Suitable for pupils working at:
Key stage one and two levels
Preparatory tasks prior to delivery:
• Decide on which skill(s) you wish for the class to focus on when writing
• Check you have access to the production film
• Optional: print the provided writing frame for students to use when producing their final draft of work
Task One:
As a class you can recap the chosen skill, how it should be used in a piece of writing. Then model an example of task two as a class on the board which embeds the use of the key skill(s).
Task Two:
KS1
Ask students to re-watch the scene where the Donnarumma family are enjoying their Christmas celebrations, and the little match girl is left outside in the cold. The scene begins at 30:34 and ends at 36:05.
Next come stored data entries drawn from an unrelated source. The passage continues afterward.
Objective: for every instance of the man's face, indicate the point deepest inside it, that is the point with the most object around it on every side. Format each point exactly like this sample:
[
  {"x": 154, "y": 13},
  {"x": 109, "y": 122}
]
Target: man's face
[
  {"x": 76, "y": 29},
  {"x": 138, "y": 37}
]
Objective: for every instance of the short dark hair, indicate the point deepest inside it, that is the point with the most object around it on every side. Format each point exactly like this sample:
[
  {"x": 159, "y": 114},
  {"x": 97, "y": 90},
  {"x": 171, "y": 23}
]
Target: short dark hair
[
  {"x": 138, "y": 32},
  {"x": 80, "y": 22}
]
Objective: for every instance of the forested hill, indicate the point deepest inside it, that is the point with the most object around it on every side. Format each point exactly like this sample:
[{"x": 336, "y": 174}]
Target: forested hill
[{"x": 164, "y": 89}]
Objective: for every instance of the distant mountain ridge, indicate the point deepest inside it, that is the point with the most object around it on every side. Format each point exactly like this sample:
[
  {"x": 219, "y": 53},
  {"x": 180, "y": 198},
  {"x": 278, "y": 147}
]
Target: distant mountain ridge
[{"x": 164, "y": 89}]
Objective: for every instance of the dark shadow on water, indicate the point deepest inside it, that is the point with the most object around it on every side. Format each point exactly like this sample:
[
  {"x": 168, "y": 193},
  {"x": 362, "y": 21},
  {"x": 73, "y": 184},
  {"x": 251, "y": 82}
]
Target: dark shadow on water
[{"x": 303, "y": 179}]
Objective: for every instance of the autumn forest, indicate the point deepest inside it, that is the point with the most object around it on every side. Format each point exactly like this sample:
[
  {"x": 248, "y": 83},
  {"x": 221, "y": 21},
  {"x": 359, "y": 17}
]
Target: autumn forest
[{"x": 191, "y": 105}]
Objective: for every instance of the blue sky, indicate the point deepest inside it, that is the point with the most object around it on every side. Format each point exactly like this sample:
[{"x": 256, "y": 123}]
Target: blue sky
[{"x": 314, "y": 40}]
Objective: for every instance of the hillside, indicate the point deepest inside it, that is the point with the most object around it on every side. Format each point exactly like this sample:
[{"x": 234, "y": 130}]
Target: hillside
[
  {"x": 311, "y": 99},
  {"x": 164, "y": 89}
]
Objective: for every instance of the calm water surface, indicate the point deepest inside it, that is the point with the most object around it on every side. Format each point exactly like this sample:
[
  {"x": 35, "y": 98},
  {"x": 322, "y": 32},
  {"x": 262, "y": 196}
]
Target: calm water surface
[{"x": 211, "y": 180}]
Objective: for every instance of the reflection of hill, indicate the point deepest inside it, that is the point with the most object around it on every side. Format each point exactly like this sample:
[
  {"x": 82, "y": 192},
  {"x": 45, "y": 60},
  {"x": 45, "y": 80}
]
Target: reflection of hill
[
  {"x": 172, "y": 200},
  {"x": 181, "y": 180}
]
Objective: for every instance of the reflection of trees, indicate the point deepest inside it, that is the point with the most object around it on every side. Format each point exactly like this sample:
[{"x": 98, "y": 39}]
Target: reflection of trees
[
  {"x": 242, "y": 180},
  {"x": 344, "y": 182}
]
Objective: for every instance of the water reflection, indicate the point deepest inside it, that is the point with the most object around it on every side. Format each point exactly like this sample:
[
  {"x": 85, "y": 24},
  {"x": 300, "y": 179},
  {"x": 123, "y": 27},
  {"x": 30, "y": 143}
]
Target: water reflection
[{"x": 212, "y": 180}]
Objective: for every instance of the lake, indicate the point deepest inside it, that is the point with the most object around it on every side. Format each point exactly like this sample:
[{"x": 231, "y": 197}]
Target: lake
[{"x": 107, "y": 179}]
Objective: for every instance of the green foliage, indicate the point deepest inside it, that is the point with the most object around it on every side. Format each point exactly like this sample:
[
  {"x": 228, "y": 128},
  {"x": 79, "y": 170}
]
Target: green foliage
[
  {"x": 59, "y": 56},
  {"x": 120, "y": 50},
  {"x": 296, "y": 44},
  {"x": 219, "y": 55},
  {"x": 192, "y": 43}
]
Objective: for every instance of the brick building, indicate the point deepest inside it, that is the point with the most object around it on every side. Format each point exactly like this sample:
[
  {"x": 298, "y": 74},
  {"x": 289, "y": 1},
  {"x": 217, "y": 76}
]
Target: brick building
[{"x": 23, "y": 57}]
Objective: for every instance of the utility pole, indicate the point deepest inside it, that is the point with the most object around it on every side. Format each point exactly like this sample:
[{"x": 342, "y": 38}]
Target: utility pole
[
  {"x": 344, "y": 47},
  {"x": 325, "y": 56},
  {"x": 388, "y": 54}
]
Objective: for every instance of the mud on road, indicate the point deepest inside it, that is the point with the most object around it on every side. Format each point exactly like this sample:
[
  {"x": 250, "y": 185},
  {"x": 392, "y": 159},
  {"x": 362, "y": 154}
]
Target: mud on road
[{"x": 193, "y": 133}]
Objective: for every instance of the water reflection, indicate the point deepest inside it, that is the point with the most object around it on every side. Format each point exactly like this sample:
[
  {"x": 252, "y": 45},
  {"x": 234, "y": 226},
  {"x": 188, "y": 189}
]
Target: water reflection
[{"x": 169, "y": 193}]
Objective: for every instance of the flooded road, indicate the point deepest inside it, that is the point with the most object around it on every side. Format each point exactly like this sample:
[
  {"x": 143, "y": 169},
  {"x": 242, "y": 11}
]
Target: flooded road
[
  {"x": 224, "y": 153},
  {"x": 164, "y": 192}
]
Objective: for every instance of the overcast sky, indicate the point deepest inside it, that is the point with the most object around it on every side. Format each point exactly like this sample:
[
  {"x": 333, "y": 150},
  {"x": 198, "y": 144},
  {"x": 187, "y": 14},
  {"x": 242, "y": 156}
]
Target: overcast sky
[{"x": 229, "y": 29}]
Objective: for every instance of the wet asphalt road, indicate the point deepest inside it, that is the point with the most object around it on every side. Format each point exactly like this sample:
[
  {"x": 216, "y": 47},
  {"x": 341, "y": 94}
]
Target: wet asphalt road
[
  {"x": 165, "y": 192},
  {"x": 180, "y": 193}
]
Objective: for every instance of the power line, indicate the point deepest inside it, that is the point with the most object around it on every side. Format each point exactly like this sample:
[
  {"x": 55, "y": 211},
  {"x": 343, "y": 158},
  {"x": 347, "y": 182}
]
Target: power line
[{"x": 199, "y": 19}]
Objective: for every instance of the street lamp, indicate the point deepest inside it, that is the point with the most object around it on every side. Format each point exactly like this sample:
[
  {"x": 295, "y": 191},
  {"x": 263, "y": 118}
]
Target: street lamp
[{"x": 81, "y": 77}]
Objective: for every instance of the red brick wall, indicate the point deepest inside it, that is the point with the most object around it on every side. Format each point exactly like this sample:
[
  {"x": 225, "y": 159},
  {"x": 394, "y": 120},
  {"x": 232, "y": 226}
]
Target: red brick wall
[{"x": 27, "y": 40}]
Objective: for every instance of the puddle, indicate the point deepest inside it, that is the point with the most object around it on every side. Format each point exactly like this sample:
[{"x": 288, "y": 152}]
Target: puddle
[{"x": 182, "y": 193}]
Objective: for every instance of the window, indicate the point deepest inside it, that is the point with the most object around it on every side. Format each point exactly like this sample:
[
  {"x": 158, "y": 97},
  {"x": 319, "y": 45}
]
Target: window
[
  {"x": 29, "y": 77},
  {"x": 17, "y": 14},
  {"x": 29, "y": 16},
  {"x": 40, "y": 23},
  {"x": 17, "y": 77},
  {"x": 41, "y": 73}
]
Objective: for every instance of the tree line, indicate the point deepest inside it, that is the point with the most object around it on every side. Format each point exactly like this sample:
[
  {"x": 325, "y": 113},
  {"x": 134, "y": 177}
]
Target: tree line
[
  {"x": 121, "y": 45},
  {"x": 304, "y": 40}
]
Get students to write about the scene while embedding the chosen key skill(s). You may wish to consider doing this in the form of a short story, poem or memoir of one of the characters. Again, your choice of written format can be scaffolded to support students’ needs and abilities.
KS2
Ask students to write about the history of a match-seller while embedding the chosen key skill(s). You may wish to consider doing this in the form of a short story, poem, journal, biography or newspaper article. Again, your choice of written format can be scaffolded to support students’ needs and abilities.
Students can write final drafts using the writing frame provided for their final show and tell presentation.
Task Three (optional):
Invite students to share their writing with the class.